Sometimes almost unbearable.
“Ghouls.” He mused.
“Yeah, “ Spike was suddenly next to him. He had a fresh blood bag in his
mouth and another clutched tightly in his hand. He looked sick, exhausted,
angry, and not a little frightened. Though he was hiding it well, auras never
lied. “Ghouls. Powerful too. They were radiating some kind of energy. It was
killing the air, the blood and the stone. Never seen anything like it.
“I was looking for a little snack down in the cellars there when Willy comes
in with these ghoul things. Nasty they were. Real nasty. Anyway, I made a
strategic retreat (he ignored Xander’s unkind laugh though Giles noted his game
face flickering - bad sign) and listened in. Turns out Willy had been hiding
some blood for them and they had come to collect it. Too bad for Willy that a
bag was missing. They killed him.”
“Missing?” Buffy stared accusingly at the vampire. “We found it, in your
crypt.”
“What?” Spike looked genuinely confused. He pressed a hand to his stomach,
suddenly looking queasy. “Who put it there? Those bastards that smashed up my
stuff?”
“Actually it was most likely you who put it there.” Giles said.
“And redecorated.” Xander said, sounding nasty.
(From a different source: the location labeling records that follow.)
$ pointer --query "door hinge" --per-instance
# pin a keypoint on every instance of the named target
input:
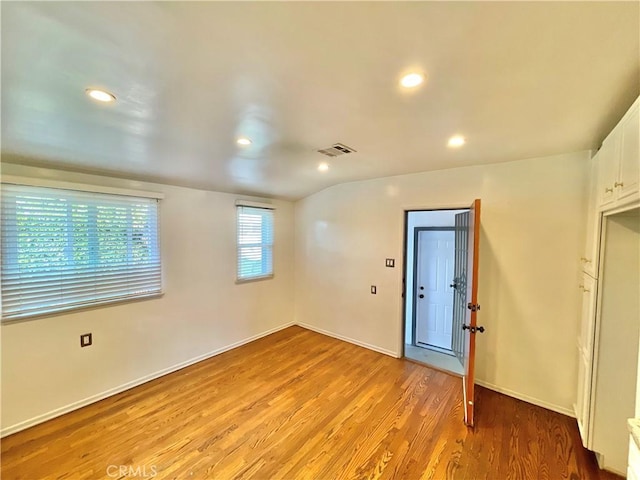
(473, 329)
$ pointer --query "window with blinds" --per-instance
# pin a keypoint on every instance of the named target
(66, 249)
(255, 243)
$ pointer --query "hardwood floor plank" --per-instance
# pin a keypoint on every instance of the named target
(300, 405)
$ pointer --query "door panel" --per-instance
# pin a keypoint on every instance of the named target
(471, 273)
(435, 260)
(459, 284)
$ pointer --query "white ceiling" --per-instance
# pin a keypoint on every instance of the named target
(518, 80)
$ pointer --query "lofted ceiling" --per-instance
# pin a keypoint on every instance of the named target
(517, 79)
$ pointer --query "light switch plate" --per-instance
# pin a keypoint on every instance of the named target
(86, 339)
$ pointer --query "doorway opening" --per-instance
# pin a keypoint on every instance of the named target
(435, 255)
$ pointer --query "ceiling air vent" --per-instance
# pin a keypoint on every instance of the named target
(336, 149)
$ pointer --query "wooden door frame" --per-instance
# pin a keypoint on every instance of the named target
(416, 232)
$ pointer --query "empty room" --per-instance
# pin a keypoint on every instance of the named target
(320, 240)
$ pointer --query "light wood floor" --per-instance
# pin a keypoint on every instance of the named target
(299, 405)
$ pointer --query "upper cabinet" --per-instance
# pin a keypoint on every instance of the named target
(630, 155)
(618, 175)
(589, 259)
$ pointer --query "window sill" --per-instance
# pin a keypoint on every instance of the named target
(253, 279)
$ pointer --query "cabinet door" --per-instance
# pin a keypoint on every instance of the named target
(589, 258)
(588, 287)
(608, 168)
(584, 397)
(628, 181)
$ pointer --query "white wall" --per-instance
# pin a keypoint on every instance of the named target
(434, 218)
(531, 240)
(44, 370)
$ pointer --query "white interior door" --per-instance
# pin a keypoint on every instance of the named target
(433, 291)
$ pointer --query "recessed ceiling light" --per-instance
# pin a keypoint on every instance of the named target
(412, 80)
(100, 95)
(456, 141)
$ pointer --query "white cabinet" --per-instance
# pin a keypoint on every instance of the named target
(588, 288)
(584, 396)
(618, 178)
(589, 259)
(629, 175)
(633, 470)
(608, 168)
(585, 356)
(614, 186)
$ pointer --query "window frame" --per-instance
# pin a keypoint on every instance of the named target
(97, 189)
(262, 206)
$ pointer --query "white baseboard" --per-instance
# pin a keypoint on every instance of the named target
(349, 339)
(134, 383)
(526, 398)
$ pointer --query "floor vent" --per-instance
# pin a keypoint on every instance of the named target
(336, 149)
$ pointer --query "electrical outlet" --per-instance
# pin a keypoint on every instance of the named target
(86, 340)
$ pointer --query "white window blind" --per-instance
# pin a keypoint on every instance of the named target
(65, 249)
(255, 242)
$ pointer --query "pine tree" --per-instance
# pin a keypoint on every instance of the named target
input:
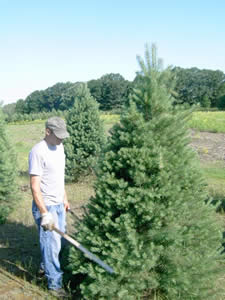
(8, 173)
(150, 219)
(87, 138)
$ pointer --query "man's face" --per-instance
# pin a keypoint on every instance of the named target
(52, 138)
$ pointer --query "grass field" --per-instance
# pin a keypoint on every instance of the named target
(208, 121)
(19, 249)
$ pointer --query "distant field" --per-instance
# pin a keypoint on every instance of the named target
(208, 121)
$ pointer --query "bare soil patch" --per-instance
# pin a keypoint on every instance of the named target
(209, 146)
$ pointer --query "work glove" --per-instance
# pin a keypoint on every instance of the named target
(47, 221)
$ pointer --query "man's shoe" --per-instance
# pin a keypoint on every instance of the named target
(60, 293)
(40, 275)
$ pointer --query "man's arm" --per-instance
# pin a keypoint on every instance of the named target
(36, 192)
(66, 202)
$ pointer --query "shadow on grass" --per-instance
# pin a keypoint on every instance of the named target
(19, 250)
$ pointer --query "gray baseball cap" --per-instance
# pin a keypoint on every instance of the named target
(58, 126)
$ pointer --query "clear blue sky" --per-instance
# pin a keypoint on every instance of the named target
(43, 42)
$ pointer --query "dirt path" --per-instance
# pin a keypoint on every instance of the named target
(12, 287)
(19, 242)
(210, 146)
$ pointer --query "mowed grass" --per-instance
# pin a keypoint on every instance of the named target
(19, 249)
(208, 121)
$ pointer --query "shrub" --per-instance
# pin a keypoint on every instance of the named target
(149, 219)
(86, 140)
(8, 173)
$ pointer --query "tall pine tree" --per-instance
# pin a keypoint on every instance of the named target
(150, 219)
(84, 146)
(8, 174)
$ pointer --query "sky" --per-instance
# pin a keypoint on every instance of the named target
(43, 42)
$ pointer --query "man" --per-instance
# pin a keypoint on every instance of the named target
(46, 169)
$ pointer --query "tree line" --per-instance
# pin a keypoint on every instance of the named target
(111, 91)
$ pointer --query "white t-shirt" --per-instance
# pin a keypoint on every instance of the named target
(48, 162)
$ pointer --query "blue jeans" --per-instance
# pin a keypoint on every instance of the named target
(50, 244)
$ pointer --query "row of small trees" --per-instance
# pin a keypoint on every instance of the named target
(151, 218)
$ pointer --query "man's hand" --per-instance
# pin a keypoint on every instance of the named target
(66, 203)
(47, 221)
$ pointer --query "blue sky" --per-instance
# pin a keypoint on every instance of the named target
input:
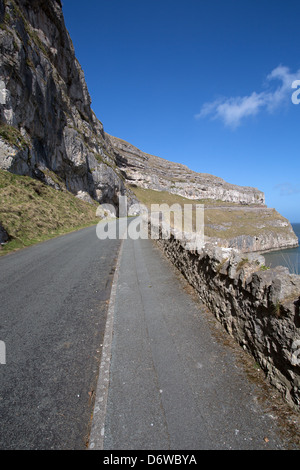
(207, 83)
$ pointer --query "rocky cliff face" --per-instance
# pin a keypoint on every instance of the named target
(48, 131)
(153, 172)
(45, 109)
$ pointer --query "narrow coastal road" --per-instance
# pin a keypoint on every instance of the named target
(166, 382)
(173, 383)
(53, 305)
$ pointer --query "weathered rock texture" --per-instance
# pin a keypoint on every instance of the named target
(48, 130)
(259, 308)
(149, 171)
(249, 229)
(45, 108)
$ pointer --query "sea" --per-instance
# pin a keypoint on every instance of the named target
(289, 258)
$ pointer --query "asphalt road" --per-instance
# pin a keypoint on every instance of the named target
(176, 381)
(53, 305)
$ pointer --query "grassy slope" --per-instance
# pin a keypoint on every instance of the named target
(31, 211)
(222, 220)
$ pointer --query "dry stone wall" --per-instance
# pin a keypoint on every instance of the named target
(258, 307)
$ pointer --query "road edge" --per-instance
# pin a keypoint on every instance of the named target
(96, 440)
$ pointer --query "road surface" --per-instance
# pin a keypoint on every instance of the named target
(53, 304)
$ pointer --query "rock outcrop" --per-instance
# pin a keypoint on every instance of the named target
(45, 107)
(151, 172)
(259, 307)
(48, 130)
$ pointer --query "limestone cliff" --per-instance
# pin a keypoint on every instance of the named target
(48, 131)
(149, 171)
(45, 108)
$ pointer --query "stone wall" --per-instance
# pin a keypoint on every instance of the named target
(258, 307)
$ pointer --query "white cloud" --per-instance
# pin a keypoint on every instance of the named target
(233, 110)
(287, 189)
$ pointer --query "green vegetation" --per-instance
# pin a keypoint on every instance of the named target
(32, 212)
(242, 263)
(222, 220)
(264, 268)
(13, 136)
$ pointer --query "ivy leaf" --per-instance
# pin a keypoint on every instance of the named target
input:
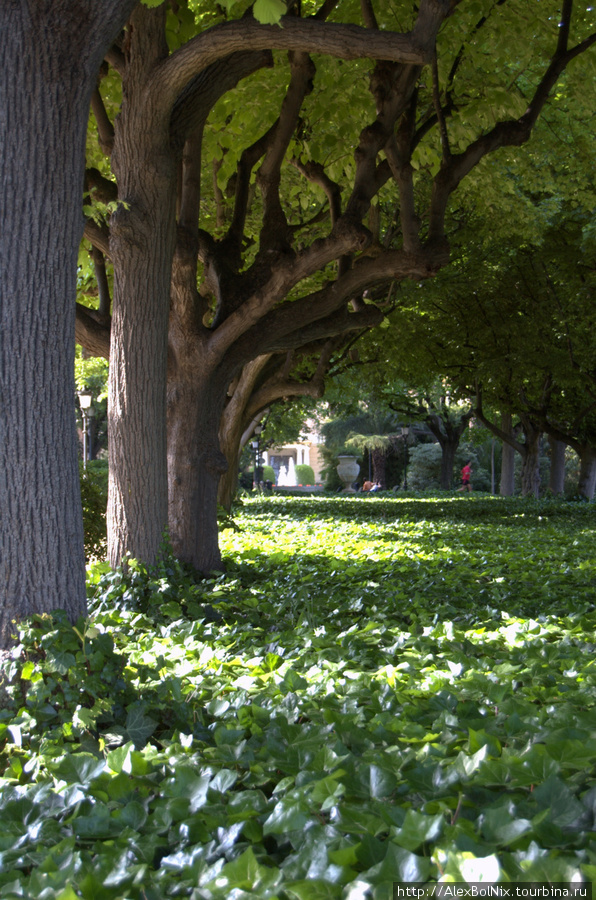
(139, 726)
“Its Hell Blood.” Giles finally revealed, carefully gauging the vampire’s
reaction. The 100 years plus demon paled visibly, becoming almost transparent,
and stopped guzzling his blood.
“Bloody hell.” He breathed. Giles was sure he hadn’t meant the horrible pun.
“I’ve heard about that stuff. Supposed to be lakes of it somewhere deep
underground, innit? Around the Hellmouths. How’d Willy get Hell Blood?”
“We were hoping you could tell us that.” Giles sighed. The vampire’s aura was
flickering, but not with deception. At least he didn’t think so. Damn. Another
dead end. All they were left with now was a few hard to define threats, very
possibly an army of insane Undead, ghouls with the power to destroy the
elemental forces of nature and a cryptic passage from an unverifiable and
ancient text that had originated from a dying, possibly delirious, vampire. How
to fight that? They didn’t even have a time frame.
“No, can’t help there.” Their vampire was looking extremely ill now.
“Are you alright?” It was Tara who asked. Spike seemed not to have heard her.
The hand over his stomach was twisting the torn t-shirt until his knuckles
looked ready to pop through the skin. He was staring at the door too, eyes
bugging. “Spike?”
“HEY!” Buffy shot to her feet and grabbed at her pocket. She reached in and
after a second pulled out his rune stone. “This thing has gone nuts. Eew, it
feels like a bug. Here, Giles, take it back.” He grabbed the little rock. It was
agitated, alright, and burning hot. Oh no.
“They’re coming.” Spike’s voice was thin and rasped through his emerging
fangs. “They’re coming back to finish me off.”